Тишину пустой квартиры нарушало только шарканье подошвы ботинок о голый, лишенный паркета пол: раз-два-три, раз-два-три. Александр сам с собою вальсировал, что странно, в ведомой позиции, и напевал под нос одну из знакомых мелодий, название которой никак не мог вспомнить. Ужасное, конечно, упущение — чтобы он да забыл название произведения. Но это в последнее время стало нормой: уже три недели как забывалось все.
Вчера (позавчера?) Александр со смутным беспокойством обнаружил себя напротив стеллажей в библиотеке, пытавшегося понять, куда ставить взятые ранее книги. Располагались они в алфавитном порядке, и такую базовую вещь он никак не мог забыть, только последовательности отчего-то ускользали из разума, не способные сформироваться в четкие структуры. Он путал строки в читательских билетах, все сложнее и сложнее было сосредоточиться на чем-то конкретном — мысли сами собой уносили его в бережно сохраненные воспоминания довоенного времени. Не покидало ощущение, что он уснул вечером двадцать пятого декабря уже прошедшего года, и с тех пор никак не мог проснуться.
Ленинград удивительно четко ощущал сейчас тепло Мишиной ладони в своей и слышал на краю сознания его заливистый, заразительный смех.
— А что ж, невеста твоя выше тебя будет?

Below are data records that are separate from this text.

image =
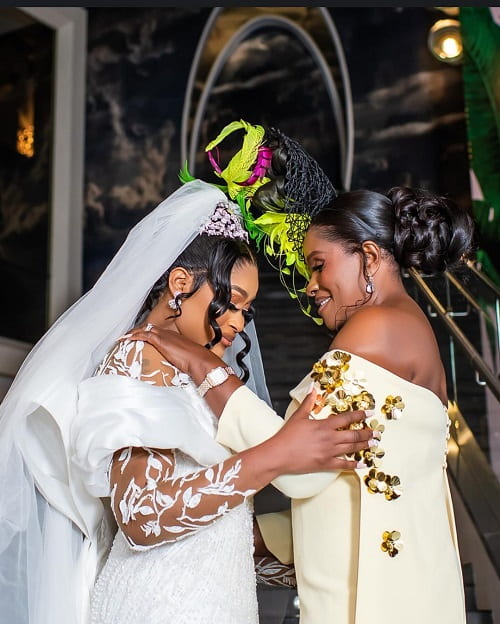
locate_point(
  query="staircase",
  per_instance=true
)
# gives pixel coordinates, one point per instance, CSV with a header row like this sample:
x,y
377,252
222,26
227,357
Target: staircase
x,y
289,343
280,605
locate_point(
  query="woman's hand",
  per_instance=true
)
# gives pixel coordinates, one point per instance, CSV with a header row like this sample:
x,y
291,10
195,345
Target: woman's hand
x,y
307,445
186,355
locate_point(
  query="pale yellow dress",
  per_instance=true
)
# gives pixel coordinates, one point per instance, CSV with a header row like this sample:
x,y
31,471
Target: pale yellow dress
x,y
377,545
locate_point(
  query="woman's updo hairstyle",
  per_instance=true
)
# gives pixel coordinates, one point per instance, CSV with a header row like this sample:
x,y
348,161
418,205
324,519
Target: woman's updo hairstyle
x,y
419,229
431,234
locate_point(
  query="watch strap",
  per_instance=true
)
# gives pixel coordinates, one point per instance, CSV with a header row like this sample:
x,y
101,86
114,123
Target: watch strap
x,y
206,384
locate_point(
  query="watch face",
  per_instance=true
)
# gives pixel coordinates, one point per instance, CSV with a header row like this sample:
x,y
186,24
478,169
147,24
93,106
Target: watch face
x,y
217,376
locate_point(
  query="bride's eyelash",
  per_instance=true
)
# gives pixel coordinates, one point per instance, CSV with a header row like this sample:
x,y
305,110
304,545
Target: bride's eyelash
x,y
234,308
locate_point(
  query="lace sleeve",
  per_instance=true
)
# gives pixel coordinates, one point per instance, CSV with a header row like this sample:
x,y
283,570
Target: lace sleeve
x,y
150,504
153,507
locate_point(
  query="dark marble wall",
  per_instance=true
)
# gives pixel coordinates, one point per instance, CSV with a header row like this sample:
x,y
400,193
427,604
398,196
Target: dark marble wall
x,y
26,56
408,113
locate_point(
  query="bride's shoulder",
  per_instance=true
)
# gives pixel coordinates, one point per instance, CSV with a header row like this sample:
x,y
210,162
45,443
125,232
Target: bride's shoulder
x,y
139,360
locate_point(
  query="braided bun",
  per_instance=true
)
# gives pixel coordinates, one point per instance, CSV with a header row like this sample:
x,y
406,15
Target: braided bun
x,y
431,233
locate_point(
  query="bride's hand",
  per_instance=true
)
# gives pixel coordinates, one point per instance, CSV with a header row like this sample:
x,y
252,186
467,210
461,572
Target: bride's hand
x,y
175,348
307,445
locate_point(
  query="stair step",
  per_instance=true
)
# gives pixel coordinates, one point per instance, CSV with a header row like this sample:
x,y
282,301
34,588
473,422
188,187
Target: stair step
x,y
479,617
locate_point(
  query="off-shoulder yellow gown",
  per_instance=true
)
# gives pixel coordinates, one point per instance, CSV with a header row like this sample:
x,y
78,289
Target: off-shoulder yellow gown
x,y
377,545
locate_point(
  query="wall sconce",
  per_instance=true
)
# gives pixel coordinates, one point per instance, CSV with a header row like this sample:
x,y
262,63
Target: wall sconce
x,y
445,41
25,143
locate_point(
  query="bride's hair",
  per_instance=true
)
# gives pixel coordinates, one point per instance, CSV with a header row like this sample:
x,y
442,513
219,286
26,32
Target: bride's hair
x,y
208,259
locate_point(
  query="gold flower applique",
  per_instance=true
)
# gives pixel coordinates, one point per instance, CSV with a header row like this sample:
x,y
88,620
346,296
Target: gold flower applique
x,y
393,407
391,543
340,389
381,483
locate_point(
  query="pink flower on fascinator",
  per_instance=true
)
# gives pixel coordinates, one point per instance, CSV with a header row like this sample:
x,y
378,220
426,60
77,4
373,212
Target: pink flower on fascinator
x,y
224,222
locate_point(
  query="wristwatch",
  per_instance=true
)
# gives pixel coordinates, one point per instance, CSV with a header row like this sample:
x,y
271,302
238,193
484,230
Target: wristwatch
x,y
214,378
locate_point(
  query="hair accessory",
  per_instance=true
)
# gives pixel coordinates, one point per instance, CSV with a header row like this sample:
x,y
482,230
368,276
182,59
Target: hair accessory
x,y
174,303
224,222
274,175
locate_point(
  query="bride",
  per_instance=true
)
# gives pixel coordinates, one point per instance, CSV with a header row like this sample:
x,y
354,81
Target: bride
x,y
92,426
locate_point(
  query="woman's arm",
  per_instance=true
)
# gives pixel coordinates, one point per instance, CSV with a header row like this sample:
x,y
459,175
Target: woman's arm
x,y
153,506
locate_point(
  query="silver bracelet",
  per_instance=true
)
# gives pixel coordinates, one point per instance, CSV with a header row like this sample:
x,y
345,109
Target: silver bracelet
x,y
214,378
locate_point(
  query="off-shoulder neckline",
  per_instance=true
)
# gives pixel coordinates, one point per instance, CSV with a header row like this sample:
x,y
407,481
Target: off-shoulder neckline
x,y
395,375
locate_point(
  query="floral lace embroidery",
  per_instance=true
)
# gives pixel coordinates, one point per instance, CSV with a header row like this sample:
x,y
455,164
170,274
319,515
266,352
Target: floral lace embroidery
x,y
166,508
152,504
127,358
270,571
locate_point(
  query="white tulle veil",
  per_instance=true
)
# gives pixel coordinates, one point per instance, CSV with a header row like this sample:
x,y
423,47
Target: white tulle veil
x,y
50,526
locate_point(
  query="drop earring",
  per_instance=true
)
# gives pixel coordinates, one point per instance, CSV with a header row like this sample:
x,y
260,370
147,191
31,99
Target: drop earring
x,y
174,303
369,285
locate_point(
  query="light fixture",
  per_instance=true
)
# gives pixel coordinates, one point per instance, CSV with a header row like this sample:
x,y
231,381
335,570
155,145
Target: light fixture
x,y
452,11
25,143
445,41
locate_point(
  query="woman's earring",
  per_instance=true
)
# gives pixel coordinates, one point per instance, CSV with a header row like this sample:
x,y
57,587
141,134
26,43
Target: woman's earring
x,y
174,303
369,285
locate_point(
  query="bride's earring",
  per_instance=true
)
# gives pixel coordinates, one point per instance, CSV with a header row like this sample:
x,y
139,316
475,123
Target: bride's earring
x,y
174,303
369,284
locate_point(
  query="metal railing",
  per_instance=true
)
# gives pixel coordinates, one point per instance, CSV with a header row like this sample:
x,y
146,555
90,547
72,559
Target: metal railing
x,y
468,464
446,315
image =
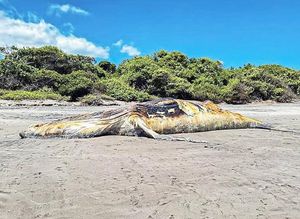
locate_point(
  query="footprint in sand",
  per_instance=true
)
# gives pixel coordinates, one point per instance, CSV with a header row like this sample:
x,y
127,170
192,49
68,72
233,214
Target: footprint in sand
x,y
4,197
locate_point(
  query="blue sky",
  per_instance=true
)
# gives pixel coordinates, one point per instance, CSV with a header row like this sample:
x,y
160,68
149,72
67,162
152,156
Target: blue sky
x,y
233,31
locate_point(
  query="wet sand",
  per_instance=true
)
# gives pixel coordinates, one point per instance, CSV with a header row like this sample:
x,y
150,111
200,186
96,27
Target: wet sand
x,y
238,174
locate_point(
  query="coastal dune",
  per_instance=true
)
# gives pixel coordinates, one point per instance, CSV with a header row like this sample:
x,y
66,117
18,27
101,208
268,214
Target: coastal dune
x,y
249,173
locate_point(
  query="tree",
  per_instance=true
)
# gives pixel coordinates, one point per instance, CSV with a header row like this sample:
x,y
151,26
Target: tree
x,y
107,66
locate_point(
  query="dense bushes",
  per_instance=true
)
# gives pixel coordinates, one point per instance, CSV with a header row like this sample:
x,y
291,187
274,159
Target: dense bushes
x,y
30,95
163,74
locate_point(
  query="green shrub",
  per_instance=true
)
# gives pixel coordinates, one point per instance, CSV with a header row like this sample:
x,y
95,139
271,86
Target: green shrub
x,y
29,95
118,89
236,92
179,88
204,88
14,75
46,78
77,84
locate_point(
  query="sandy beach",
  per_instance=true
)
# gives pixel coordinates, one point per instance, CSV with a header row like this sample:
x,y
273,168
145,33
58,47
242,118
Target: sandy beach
x,y
238,174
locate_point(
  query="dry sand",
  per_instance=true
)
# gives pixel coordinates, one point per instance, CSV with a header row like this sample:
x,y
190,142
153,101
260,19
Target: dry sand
x,y
239,174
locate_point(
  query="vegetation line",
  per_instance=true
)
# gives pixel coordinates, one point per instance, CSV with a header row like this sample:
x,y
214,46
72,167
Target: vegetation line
x,y
47,72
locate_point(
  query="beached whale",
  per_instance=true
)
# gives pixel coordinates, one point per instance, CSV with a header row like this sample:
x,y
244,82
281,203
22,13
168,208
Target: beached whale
x,y
153,119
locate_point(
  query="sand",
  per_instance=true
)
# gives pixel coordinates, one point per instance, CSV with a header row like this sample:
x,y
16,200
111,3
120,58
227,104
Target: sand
x,y
238,174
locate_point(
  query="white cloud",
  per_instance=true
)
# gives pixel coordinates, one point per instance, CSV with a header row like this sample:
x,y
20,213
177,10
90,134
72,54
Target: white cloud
x,y
26,34
130,50
118,43
68,28
66,8
32,17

Странно ты танцуешь, — из угла комнаты раздался знакомый, наполненный ехидством голос. Александр остановился и улыбнулся, смотря в окно. Он знал — стоит оглянуться и убедиться, что в углу никого нет, диалог окончится.
— Намного выше. Я же говорил, что она высокая.
— Да где ж ты такую Афину откопал!
Старое радио стояло отключенное, и Александр поспешил его воткнуть в розетку — с электричеством все-таки жилось куда как проще. В конце концов, не нужно было жечь драгоценные свечи, чтобы видеть в зимней темноте дальше вытянутой руки.
— Она сама меня откопала.
— Не удивлен!
Время медленно ползло к полуночи. Обычно в эти часы Александр уже спал — беспокойно, чутко, но спал; этой ночью, однако, его скрутило странное беспокойство, от которого покалывало кончики пальцев и сердце колотилось, как после долгого забега. Были это капризы организма или проявление каких-то событий в городе — неясно.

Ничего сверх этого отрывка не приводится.